Wow. Vision, authenticity, resilience, integrity, those are really words that just stuck with me throughout that um speech you were giving. Living beautifully. That's the thread through everything you've said. For the students listening, the ones in small rooms with big dreams, the ones who don't fit the mold. What do you want them to take from your story?

SPEAKER_01

Don't don't be afraid. Don't be afraid. Don't be afraid to be different. Your struggles, the things that make you feel small, those are your gift. I was poor, bullied, an outsider, but that let me see something the insiders couldn't. And don't don't chase the money. Chase the meaning, the purpose. Build something that feels like you. Something you'd be proud to sign your name on to. When in high school I wrote Millionaire in my yearbook, but I didn't truly understand then that wealth isn't in the bank. It's in waking up and loving what you built. It's knowing you did it your way and the right way. Be specific about your dream, but be flexible about the path. Yeah. About the route. And work hard, honestly, hard. That's all there is to it.

SPEAKER_00

Wow, and let's just go back to this part where you wrote millionaire in your yearbook. You really just truly manifested that, and then look, it just became a reality. Ralph Lorne built an empire worth billions, but measures his success and integrity, not dollars. From a drawer in the Empire State Building to the Presidential Medal of Freedom Freedom, he never forgot the boy who watched Cary Grant in a dark theater and dared to imagine a different life. Ralph, thank you so much for your time and sharing such an inspirational message.

SPEAKER_01

Thank you, Caitlin. And to your listeners, style isn't what you wear, it's how you live. Live beautifully.

SPEAKER_00

Wow. And to our listeners, what's your movie theater? What's the life you're imagining? The spark is there. Now go build something that matters. I know what I plan to build. What about you? Ralph Lauren came from us from a Bronx apartment where he shared a bedroom with his brothers and more hand-me-downs. Yet he never felt poor because he was raised by parents who loved him deeply. He found escape not in what he had, but in movie theaters, watching Carrie Grant and imagining who he could become. When the world bullied him for his name, he changed it. Not from shame, but from a desire to be seen for who he truly was. He built his empire on a feeling, not a business plan. Starting with one drawer in the Empire State Building, making ties from rags, learning by doing.
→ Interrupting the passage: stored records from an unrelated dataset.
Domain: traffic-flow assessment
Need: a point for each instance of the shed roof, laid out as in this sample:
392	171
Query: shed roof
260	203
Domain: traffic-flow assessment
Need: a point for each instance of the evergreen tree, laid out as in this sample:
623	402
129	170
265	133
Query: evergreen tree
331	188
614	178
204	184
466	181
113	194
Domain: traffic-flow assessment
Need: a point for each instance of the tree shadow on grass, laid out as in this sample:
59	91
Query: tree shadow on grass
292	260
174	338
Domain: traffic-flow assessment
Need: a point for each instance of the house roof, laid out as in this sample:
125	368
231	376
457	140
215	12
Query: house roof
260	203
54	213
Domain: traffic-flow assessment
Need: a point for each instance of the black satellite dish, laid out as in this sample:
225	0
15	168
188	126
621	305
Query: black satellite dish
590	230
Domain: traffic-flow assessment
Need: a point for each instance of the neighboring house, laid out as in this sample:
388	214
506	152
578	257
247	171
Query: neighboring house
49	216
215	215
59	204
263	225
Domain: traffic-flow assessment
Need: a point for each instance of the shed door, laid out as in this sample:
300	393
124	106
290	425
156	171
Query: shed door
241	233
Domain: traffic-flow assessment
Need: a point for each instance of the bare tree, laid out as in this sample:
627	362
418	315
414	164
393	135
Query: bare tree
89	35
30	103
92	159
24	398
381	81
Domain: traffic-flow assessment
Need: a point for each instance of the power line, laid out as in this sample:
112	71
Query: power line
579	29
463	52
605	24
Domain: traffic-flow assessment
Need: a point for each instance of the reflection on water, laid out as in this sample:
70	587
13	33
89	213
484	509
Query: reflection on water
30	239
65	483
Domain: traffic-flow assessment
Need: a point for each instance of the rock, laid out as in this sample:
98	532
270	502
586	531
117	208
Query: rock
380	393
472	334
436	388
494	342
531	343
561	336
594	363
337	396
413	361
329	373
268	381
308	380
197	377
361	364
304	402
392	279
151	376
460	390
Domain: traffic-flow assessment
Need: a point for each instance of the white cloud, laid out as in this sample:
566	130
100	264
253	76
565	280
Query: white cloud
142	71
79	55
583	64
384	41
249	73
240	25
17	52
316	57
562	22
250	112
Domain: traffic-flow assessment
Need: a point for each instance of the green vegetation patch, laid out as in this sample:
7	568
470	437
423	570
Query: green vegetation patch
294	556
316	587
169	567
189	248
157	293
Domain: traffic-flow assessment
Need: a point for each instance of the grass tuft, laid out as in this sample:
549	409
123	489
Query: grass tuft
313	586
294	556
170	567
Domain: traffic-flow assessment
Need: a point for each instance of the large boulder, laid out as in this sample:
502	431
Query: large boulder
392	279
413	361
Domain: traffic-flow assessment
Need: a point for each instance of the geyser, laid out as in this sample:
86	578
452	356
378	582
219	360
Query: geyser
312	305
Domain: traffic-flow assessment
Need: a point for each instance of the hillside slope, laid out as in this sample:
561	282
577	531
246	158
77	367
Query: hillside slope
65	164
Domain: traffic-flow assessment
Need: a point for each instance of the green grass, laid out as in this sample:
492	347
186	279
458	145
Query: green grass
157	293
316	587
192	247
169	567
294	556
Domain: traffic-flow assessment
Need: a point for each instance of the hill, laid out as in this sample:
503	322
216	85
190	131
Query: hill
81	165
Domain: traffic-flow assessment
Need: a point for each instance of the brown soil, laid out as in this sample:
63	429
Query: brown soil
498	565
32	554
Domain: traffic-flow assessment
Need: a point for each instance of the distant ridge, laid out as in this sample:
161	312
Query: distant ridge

When Bloomingdales asked him to erase his name, he walked away, choosing integrity over exposure. He told us the money was never the score. The score was building something with your hands, your heart, no shortcuts. From wide ties to home furnishings, he never lost that intimacy, that instinct to touch the fabric and to remind us. Your struggles are your gifts. Don't chase the money. Chase the meaning. Build something you need to be proud of to sign your name to. Live beautifully. That's the Ralph Lauren story. Thank you.